A significant uproar has arisen due to the fiction analytics site called Prosecraft, which scanned and uploaded thousands of books into a vast dataset without obtaining the authors' consent.
According to TechCrunch, Prosecraft, developed by cloud word processor Shaxpir, aimed to compile a repository of over 27,000 books, subjecting them to comparison, ranking, and analysis based on the perceived "vividness" of their language.
Prosecraft Faces Backlash
Renowned authors, including Maureen Johnson and Celeste Ng, voiced their discontent with Prosecraft for using their literary works without proper authorization. According to reports, even books released as recently as a few weeks prior were not spared from this unauthorized scanning.
In the face of online criticism, the project's creator, Benji Smith, eventually took down the Prosecraft website, which had been operational since 2017. Smith noted his considerable effort in the project, spending thousands of hours on text organization, annotation, and refinement.
"But in the meantime, 'AI' became a thing. And the arrival of AI on the scene has been tainted by early use-cases that allow anyone to create zero-effort impersonations of artists, cutting those creators out of their own creative process," Smith added.

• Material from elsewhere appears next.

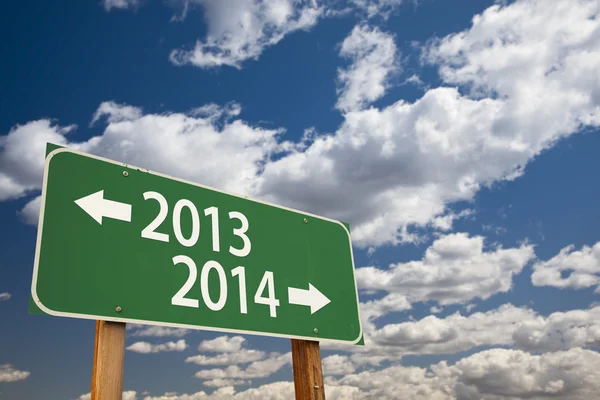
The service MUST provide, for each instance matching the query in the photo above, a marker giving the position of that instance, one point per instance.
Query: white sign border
(45, 309)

It is important to note that Prosecraft was not designed as a generative AI tool. However, concerns emerged within the author community regarding its potential to evolve into one.
Smith had amassed an extensive dataset comprising a quarter billion words from published books, primarily acquired through web crawling.
Prosecraft's methodology involved displaying two paragraphs from a book - one considered the "most passive" and another the "most vivid." The project subsequently ranked the books based on percentile scales corresponding to their vividness, length, and passivity.
Authors expressed their frustration at this approach, asserting that writing style is a distinctive aspect that goes beyond rigid rules such as active or passive voice conventions. Smith outlined his rationale in a blog post.
He argued that by publishing summary statistics and small excerpts from the books, he believed he was adhering to the Fair Use doctrine's spirit, which, in his interpretation, did not necessitate author consent.
However, some authors found that the excerpts on Prosecraft contained significant spoilers, adding another layer of discontent.
Read Also : Reporters Without Borders, Journalist Groups Partnered to Craft 'Responsible' AI Use Guidelines in Media
Writers Urge AI Companies to Honor Copyrights
Although Smith offered an apology, the authors continued to express their frustration over the situation. The widespread adoption of AI tools has contributed to an ongoing cycle of challenges for artists and writers.
Upon opting out of one database, they often find their creations being leveraged to train additional AI models, perpetuating a persistent cycle of aggravation and difficulties.
Renowned authors Margaret Atwood and James Patterson are among the thousands of writers urging AI companies to honor copyrights.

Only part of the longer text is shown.